SCOTUS Split on Wal-Mart Suit
Posted on Mar 30, 2011
Is the law of our land gender-neutral? And might the gender of the justices handling a case—as in the case of the gargantuan and complex sexual discrimination lawsuit against Wal-Mart under consideration at the U.S. Supreme Court—impact important legal decisions?
These are questions many people might have hunches about but could find hard to prove, which sounds a lot like what Team SCOTUS is grappling with in deliberating about the main point of the Wal-Mart suit. As The Associated Press reported Wednesday, some justices see the problem to be less about proving that discrimination against female employees occurred on a large scale and more about the scale issue itself.

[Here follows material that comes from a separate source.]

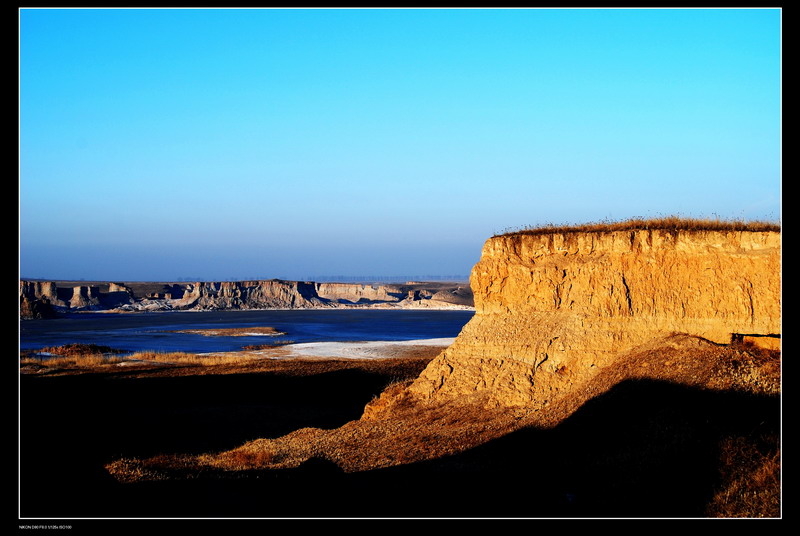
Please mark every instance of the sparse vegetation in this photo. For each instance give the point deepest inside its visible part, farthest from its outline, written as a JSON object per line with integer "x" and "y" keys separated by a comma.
{"x": 668, "y": 223}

However, as Bloomberg noted after Tuesday’s action at the Supreme Court, a pattern seemed to emerge along gendered lines within the lineup of justices—coincidence? —KA
A gender gap emerged at the U.S. Supreme Court as the court’s three female justices tussled with their male colleagues over a nationwide discrimination suit against Wal-Mart Stores Inc. (WMT)

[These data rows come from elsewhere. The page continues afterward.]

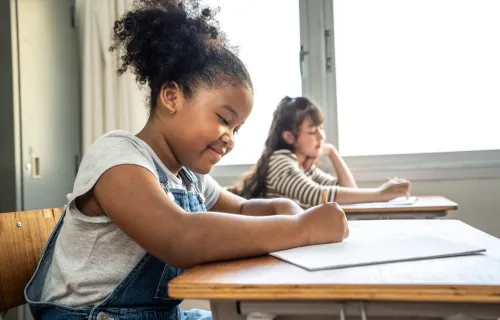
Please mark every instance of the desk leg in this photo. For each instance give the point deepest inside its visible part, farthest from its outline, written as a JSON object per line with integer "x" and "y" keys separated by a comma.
{"x": 225, "y": 310}
{"x": 370, "y": 310}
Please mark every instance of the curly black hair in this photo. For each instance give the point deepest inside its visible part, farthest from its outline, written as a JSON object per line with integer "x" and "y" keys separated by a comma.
{"x": 172, "y": 41}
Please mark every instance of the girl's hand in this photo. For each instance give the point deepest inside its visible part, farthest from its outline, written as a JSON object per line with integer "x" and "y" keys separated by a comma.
{"x": 394, "y": 188}
{"x": 286, "y": 206}
{"x": 325, "y": 223}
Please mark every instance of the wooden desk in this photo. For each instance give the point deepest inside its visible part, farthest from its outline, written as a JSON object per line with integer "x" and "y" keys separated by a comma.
{"x": 426, "y": 207}
{"x": 469, "y": 285}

Justices Ruth Bader Ginsburg, Sonia Sotomayor and Elena Kagan all voiced at least qualified support yesterday for the class-action suit, which claims women across the country were victimized by Wal-Mart’s practice of letting local managers make subjective decisions about pay and promotions. The dispute marks the first gender-bias case the court has considered with three women on the bench.